Je ne sais si cette question a été abordée par les posqim. Permettez toutefois à l’ancien magistrat que je suis de vous faire part des réflexions suivantes :
Votre question rejoint celle, souvent posée, de savoir si un avocat a moralement le droit de prendre la défense d’un individu qu’il sait coupable, ou de plaider une cause dont il est convaincu qu’elle est indéfendable.
Si l’on se place à un niveau théorique, on est tenu de postuler, dans un Etat de droit, que nul n’est coupable aussi longtemps qu’il n’a pas été déclaré tel par la justice. En d’autres termes, l’avocat n’a pas, se substituant à la justice, à prononcer un « pré-jugement » contre un justiciable.
D’autre part, le rôle de l’avocat ne consiste pas seulement à défendre sur le fond la cause qui lui a été confiée, mais à assurer la contradiction du débat judiciaire, et de faire valoir, face à ses adversaires et à ses juges, les règles de droit – et notamment de procédure – sans le respect desquelles il ne peut y avoir de véritable justice.
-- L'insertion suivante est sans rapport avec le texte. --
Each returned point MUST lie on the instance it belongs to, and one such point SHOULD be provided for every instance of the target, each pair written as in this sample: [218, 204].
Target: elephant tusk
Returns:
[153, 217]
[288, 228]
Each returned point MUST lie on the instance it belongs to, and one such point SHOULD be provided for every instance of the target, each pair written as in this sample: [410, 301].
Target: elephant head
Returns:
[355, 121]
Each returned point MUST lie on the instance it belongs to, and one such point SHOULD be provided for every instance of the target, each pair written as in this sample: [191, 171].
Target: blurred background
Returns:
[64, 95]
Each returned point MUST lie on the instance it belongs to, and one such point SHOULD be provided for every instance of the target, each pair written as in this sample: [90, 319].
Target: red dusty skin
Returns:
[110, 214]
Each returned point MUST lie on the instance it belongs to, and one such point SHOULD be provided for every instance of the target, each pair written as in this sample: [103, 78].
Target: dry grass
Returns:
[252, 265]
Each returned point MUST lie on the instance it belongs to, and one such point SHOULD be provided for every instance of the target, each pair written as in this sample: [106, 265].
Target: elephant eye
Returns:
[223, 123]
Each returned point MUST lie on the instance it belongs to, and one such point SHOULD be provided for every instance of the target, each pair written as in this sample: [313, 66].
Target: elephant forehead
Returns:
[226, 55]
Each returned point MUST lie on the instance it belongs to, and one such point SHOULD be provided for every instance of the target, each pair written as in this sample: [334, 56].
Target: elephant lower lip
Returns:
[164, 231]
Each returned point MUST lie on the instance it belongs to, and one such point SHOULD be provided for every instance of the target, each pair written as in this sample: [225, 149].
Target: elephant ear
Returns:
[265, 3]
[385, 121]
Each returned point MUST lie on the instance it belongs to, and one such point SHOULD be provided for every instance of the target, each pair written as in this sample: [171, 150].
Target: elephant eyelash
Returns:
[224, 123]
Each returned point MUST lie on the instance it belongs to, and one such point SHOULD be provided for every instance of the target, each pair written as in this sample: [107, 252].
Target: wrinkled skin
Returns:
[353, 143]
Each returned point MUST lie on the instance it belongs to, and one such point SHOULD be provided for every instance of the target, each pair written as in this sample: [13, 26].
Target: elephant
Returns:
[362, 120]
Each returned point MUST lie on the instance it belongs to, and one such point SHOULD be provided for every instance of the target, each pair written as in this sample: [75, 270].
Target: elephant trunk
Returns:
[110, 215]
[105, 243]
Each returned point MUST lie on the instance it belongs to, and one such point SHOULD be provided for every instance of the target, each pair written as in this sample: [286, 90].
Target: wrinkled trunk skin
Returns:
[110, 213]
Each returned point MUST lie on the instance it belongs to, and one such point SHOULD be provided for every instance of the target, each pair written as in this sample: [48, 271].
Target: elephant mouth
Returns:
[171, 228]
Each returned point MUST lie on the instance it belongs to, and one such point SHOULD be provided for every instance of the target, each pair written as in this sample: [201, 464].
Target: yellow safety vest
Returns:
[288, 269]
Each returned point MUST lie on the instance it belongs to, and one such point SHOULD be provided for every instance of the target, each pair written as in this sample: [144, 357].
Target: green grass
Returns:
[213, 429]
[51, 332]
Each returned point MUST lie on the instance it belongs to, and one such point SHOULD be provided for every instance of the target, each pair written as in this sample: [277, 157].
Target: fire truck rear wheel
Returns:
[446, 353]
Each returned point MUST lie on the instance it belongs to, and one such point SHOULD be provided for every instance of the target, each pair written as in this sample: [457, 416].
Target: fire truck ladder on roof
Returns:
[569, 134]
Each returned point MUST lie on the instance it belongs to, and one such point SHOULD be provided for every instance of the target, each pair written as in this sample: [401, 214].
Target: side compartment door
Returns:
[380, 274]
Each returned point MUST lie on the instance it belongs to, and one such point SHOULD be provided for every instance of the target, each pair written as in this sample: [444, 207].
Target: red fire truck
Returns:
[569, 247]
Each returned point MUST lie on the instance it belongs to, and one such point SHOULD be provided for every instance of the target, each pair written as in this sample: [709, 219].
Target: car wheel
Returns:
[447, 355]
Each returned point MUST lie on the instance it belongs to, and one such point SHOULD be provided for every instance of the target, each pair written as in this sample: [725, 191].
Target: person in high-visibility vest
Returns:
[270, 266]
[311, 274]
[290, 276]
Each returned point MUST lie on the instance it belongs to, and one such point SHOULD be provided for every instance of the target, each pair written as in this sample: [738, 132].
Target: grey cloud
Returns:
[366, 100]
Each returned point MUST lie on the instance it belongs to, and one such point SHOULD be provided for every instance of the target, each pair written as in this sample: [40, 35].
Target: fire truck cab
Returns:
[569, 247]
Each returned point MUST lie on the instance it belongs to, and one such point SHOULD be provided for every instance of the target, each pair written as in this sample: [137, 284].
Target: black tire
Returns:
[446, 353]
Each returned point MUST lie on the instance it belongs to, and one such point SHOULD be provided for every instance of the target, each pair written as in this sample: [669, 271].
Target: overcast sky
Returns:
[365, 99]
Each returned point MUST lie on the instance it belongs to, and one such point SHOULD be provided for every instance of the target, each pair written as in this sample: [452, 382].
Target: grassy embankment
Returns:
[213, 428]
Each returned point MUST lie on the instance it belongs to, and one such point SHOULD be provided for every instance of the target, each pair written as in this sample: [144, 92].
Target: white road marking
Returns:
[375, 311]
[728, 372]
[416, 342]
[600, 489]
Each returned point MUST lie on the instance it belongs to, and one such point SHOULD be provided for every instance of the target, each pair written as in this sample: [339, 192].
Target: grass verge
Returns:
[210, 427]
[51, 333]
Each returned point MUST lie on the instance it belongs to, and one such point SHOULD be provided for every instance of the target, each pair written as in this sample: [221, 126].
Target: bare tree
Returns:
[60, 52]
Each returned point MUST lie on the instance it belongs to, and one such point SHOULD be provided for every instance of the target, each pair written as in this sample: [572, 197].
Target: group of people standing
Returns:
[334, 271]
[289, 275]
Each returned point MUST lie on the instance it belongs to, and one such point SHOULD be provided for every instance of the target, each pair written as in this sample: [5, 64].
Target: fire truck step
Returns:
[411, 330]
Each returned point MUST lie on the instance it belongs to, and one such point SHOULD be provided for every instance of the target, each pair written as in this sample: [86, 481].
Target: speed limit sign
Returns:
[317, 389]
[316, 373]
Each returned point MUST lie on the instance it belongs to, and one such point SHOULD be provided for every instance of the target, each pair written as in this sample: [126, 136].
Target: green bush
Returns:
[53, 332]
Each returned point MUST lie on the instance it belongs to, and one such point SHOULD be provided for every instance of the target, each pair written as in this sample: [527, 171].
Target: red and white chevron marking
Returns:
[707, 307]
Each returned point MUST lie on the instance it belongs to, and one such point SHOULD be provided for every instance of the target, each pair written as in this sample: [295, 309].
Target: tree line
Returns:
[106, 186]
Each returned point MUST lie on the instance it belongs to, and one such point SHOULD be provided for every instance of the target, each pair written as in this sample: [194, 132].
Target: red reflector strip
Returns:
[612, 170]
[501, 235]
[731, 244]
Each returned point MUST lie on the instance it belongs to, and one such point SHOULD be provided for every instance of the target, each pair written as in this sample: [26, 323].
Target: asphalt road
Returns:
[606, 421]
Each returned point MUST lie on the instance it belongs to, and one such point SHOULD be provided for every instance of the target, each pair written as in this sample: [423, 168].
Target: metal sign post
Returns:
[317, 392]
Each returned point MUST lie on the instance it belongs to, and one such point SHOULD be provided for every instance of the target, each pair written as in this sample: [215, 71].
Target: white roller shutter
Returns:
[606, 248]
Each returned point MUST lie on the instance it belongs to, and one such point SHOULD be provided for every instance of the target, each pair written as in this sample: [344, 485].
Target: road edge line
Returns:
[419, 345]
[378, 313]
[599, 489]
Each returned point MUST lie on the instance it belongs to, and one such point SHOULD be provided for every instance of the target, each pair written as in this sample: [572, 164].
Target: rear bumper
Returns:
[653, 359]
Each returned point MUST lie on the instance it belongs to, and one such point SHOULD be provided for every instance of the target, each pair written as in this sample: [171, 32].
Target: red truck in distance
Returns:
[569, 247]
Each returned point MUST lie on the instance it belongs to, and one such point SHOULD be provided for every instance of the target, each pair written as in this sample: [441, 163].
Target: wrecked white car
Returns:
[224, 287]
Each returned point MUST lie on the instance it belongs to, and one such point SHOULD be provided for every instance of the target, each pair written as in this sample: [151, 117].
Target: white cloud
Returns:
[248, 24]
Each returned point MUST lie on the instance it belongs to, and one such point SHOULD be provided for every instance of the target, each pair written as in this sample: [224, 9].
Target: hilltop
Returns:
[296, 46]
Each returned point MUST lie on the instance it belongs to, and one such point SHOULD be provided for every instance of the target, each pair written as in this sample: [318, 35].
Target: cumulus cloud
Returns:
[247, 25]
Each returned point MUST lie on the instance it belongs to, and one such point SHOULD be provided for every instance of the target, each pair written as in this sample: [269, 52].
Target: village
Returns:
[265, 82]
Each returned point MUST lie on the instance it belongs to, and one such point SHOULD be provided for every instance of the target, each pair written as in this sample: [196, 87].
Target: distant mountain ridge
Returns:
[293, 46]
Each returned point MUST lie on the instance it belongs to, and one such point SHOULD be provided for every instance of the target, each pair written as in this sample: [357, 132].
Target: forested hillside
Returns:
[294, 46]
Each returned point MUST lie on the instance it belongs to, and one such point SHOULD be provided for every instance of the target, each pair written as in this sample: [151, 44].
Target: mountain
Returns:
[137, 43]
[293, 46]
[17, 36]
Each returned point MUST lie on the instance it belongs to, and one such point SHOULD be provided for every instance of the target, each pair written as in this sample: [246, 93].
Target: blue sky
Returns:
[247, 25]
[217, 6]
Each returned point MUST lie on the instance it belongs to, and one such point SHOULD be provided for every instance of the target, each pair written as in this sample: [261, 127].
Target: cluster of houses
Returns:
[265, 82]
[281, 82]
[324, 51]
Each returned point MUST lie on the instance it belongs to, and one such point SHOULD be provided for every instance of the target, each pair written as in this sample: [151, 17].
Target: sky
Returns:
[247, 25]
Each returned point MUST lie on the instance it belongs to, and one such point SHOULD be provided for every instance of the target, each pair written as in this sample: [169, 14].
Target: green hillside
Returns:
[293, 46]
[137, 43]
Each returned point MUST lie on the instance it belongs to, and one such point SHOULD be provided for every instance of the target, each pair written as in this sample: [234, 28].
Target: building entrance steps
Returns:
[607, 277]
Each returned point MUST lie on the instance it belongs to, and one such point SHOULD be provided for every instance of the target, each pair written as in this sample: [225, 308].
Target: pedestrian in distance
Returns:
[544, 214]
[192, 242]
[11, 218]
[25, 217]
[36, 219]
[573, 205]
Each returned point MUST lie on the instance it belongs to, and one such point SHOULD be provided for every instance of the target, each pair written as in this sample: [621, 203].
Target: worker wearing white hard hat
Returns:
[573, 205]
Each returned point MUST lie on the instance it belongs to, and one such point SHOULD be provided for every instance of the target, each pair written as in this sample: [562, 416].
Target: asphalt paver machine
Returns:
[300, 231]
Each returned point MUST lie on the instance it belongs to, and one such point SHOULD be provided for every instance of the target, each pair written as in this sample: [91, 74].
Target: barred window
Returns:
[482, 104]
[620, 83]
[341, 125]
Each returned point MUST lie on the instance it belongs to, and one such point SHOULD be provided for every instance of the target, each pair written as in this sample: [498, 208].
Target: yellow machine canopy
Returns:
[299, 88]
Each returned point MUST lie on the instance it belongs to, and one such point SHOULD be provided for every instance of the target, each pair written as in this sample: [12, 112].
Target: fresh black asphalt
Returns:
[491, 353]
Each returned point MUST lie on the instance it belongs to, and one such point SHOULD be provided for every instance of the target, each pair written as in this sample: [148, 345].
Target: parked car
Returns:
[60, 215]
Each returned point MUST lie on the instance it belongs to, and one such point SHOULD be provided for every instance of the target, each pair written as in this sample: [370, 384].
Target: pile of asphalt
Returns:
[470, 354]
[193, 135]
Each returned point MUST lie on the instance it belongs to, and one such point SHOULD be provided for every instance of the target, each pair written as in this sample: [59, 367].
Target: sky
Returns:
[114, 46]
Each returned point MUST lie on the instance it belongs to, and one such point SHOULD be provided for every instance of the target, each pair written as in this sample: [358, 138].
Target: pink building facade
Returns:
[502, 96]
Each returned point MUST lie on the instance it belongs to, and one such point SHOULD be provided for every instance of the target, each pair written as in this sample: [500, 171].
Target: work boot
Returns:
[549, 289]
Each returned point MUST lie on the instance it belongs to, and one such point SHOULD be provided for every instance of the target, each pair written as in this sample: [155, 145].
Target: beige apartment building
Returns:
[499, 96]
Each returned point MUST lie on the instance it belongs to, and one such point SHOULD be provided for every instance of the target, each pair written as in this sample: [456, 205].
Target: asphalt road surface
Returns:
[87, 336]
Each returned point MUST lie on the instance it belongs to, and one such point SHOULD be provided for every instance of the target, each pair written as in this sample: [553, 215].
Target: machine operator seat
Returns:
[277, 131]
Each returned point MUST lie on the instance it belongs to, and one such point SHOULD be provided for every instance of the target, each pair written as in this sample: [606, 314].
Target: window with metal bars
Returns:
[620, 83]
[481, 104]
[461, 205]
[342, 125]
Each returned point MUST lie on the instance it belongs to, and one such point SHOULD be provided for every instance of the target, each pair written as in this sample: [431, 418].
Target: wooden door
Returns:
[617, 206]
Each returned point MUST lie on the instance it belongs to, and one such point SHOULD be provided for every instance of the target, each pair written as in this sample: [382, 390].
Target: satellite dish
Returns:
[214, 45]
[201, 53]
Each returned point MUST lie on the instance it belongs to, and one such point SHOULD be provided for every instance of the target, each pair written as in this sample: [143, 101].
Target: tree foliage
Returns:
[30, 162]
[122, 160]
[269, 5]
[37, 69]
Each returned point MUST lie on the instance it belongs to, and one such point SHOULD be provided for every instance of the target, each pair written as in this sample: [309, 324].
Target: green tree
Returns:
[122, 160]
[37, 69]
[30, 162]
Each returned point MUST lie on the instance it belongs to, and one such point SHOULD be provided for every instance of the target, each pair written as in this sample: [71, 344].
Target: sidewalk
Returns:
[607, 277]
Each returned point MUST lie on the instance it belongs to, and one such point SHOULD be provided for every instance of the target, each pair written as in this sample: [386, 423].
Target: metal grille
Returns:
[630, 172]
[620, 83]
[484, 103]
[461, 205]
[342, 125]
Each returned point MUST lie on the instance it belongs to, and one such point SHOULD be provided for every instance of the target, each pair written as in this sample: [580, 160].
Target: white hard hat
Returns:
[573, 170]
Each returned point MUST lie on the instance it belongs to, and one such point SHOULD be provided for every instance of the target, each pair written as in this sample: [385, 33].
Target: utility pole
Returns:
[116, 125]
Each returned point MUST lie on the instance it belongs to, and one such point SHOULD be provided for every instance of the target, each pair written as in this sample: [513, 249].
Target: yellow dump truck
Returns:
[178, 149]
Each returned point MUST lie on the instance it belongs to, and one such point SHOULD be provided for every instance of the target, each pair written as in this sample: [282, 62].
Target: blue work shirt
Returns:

A ce niveau-là, il est bien moins le mandataire de son client que l’auxiliaire de la justice au sens le plus noble du terme.
C’est pourquoi il va de soi, dans un pays libre, que le plus « immonde salaud » a le droit de se faire assister par un avocat, et que celui-ci a le devoir, sans préjuger de sa culpabilité, de faire valoir tous les éléments – de fait et de droit – qui plaident en sa faveur.
Mais il va également de soi qu’un avocat a tout à fait le droit de refuser une cause qui heurte ses convictions, tout comme il a le devoir de ne pas accepter celles dans lesquelles il a un conflit d’intérêt.
J’ajoute qu’il existe, dans les batei din israéliens, juridictions chargées de trancher certains litiges conformément à la halakha, des avocats spécialisés dont le rôle est de représenter les justiciables.